Re: [druid-user] Versioned data - using latest record

Hi Saurabh -

Not too basic, and you’re right, it’s different from RDBMS SQL. You can’t do updates on an existing record. You can overwrite them, but then everything is grouped by time intervals, and you’d have to overwrite everything for that time interval. (The storage is in immutable segments, which are arranged by time intervals, and can be entirely - or not at all - overwritten.)

With native druid queries, you can use the stringLast aggregator to get the latest value. With druid SQL, I guess you could probably do some subquery logic, but it might get a little messy or performance might suffer. Eg,

select * from myDataSource
where someKey = someVal
and “__time” =
(select max ("__time")
from myDataSource where someKey = someVal)

(I’m guessing there’s a better way - that just comes to the top of my head.)

Hey!
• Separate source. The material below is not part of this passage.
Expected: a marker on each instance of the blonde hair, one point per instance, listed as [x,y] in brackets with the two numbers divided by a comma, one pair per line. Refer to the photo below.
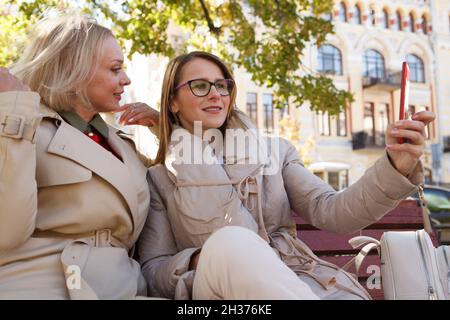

Also note that you have the LATEST function (SQL · Apache Druid).

Please do also be aware that as Druid is partly a time-series database, the sense of “row-level updates” is not the same as you would be familiar with in a traditional database: updates to Druid data are performed for all data over an interval of time versus your traditional UPDATE command.

This is the query I came up with for this use case, where reprocessed_ts indicates when the record was ‘last loaded into druid’, so if its newer version of a previous message the inner query will select those.

select count(*) from dupe_test
where
company_name = ‘AcmeInc’
and __time >= ‘2021-03-11 01:00:00’ and __time < ‘2021-03-11 02:00:00’
and reprocessed_ts in
(
select latest(reprocessed_ts)
from dupe_test
where company_name = ‘AcmeInc’
and __time >= ‘2021-03-11 01:00:00’ and __time < ‘2021-03-11 02:00:00’
group by message_id
)

however it feels like I may need to have the inner query concat message_id+reprocessed_ts, to ensure it matches properly on the outer query.
This feels like it should perform better than using a temp table…

FYI I’ve seen IN take more than one parameter - like where (x1, y1) IN (SELECT x2 y2 FROM bananas) - maybe you could use that for your compound?